A scam is any fraudulent scheme designed to dupe the user out of something valuable - time, money, access and more. The following scams are often conducted in some part online.
- Donation Scam: A person creates a fake illness or something similar, claiming to need financial assistance to elicit money from a user. Oftentimes, they use fake accounts on donation sites to spread their message and increase their victimbase. This scam is more popular than ever in light of the COVID pandemic.
- Catfishing: A criminal creates a fake online profile, pretending to be someone they’re not, in order to deceive the user into giving over money, property or information.
- Cold-calling Scam: Usually someone claiming to be from a technical company, like Microsoft, saying they’ve received an alert that your computer has a virus. They offer to connect to you remotely to fix the problem, requiring you to give them access to personal information and potentially your computer through screen share.
- Online survey scams: Survey sites claiming to offer money or gift vouchers to participants in exchange for filling out demographic information which they resell to spammers.
How to Avoid Spoofing, Spamming, and Scamming
- Focus on details: In random communications from companies you engage, look out for poor spelling, grammar and unusual wording.
- Check the sender: Incorrect spelling is a giveaway that a spoofer has reached out. Typically they’ll add or subtract a letter. Aka Disny versus Disney.
- Review the URL: Slight spelling changes can indicate a spoofed domain.
- Think before you click: Don’t click on random links or attachments. In fact, it is always a good practice to exit the email and go to the website directly to access your account.

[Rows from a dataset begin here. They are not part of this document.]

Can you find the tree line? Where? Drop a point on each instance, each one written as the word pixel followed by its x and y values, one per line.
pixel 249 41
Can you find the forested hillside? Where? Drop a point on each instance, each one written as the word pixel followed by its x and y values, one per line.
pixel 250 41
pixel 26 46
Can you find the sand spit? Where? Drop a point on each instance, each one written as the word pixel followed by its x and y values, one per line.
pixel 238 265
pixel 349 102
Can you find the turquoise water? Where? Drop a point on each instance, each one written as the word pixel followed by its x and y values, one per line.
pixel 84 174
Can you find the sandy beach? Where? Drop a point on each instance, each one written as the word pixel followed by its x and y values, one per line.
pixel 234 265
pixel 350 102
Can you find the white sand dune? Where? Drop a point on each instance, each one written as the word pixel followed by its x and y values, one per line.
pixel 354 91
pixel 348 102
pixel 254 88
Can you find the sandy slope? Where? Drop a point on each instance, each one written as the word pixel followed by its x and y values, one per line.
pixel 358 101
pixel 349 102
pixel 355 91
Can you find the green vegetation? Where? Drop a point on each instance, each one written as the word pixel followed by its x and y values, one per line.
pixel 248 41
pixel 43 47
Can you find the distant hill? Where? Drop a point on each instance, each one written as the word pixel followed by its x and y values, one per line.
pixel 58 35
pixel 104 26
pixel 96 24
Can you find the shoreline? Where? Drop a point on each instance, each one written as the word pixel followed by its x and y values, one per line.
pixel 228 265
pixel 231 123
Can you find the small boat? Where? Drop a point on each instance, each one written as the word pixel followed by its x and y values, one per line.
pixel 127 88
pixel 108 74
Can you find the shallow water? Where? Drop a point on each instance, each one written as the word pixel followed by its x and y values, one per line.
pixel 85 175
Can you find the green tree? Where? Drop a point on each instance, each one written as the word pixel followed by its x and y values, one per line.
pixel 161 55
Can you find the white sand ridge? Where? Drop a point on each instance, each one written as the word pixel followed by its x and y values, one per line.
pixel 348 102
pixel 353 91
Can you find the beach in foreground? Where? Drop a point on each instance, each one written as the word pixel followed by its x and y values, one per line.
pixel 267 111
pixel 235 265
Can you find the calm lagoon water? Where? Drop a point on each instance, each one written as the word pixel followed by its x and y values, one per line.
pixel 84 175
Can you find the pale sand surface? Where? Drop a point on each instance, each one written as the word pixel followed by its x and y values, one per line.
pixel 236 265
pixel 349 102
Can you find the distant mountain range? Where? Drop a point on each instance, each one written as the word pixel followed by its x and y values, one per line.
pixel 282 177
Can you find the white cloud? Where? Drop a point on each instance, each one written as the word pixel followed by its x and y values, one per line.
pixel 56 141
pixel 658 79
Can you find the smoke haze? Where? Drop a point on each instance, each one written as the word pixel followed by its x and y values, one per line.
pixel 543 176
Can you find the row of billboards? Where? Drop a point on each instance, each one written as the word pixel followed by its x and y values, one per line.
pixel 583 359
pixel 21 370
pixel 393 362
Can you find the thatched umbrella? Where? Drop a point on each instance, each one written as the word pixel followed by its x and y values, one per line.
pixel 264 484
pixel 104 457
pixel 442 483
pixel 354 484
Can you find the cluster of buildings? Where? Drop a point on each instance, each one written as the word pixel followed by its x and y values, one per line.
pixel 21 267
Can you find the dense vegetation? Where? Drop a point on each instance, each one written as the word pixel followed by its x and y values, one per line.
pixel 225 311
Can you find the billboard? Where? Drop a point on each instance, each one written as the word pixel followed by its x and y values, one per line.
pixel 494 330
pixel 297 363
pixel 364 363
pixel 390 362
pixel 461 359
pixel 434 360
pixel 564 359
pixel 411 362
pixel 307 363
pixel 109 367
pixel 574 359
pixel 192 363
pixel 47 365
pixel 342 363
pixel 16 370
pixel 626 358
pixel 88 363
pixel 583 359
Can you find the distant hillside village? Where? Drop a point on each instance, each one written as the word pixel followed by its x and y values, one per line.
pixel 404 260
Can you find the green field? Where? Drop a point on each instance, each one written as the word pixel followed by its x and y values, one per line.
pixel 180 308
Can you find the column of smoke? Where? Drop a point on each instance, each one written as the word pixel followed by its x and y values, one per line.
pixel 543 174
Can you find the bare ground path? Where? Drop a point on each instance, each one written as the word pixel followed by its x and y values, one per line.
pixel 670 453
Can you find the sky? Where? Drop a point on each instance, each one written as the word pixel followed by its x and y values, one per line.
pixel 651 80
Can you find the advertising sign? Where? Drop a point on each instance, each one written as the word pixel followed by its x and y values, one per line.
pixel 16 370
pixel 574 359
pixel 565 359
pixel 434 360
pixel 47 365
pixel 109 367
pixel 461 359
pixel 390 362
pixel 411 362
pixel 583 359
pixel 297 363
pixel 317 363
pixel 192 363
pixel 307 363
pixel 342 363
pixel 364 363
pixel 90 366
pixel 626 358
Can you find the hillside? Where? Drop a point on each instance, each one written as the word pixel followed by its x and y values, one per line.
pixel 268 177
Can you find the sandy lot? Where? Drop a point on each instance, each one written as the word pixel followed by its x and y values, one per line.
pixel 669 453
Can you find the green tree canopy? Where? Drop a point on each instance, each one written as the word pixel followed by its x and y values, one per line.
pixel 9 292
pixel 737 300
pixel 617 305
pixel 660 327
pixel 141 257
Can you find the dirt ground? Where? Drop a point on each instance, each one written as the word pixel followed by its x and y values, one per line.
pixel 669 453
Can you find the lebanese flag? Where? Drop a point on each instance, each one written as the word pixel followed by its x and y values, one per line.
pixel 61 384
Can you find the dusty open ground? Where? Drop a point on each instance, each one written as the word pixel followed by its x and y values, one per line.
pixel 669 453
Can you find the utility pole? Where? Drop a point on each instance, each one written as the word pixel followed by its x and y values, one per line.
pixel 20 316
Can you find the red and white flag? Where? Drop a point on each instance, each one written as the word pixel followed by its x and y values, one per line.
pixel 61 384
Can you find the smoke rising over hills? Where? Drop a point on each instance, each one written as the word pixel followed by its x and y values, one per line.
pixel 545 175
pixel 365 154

- Hang up or request to call back: Think critically about phone calls received out of the blue. Remember never to give out personal information over the phone.
- Delete and Flag: Don’t respond to spam over email or text in any way, not even to unsubscribe.
In all cases, be vigilant. While something might appear to be an obvious scam of some sort, many are very well done. Scammers rely on social engineering - psychological manipulation that plays on human tendencies towards greed, vanity, desperation or empathy.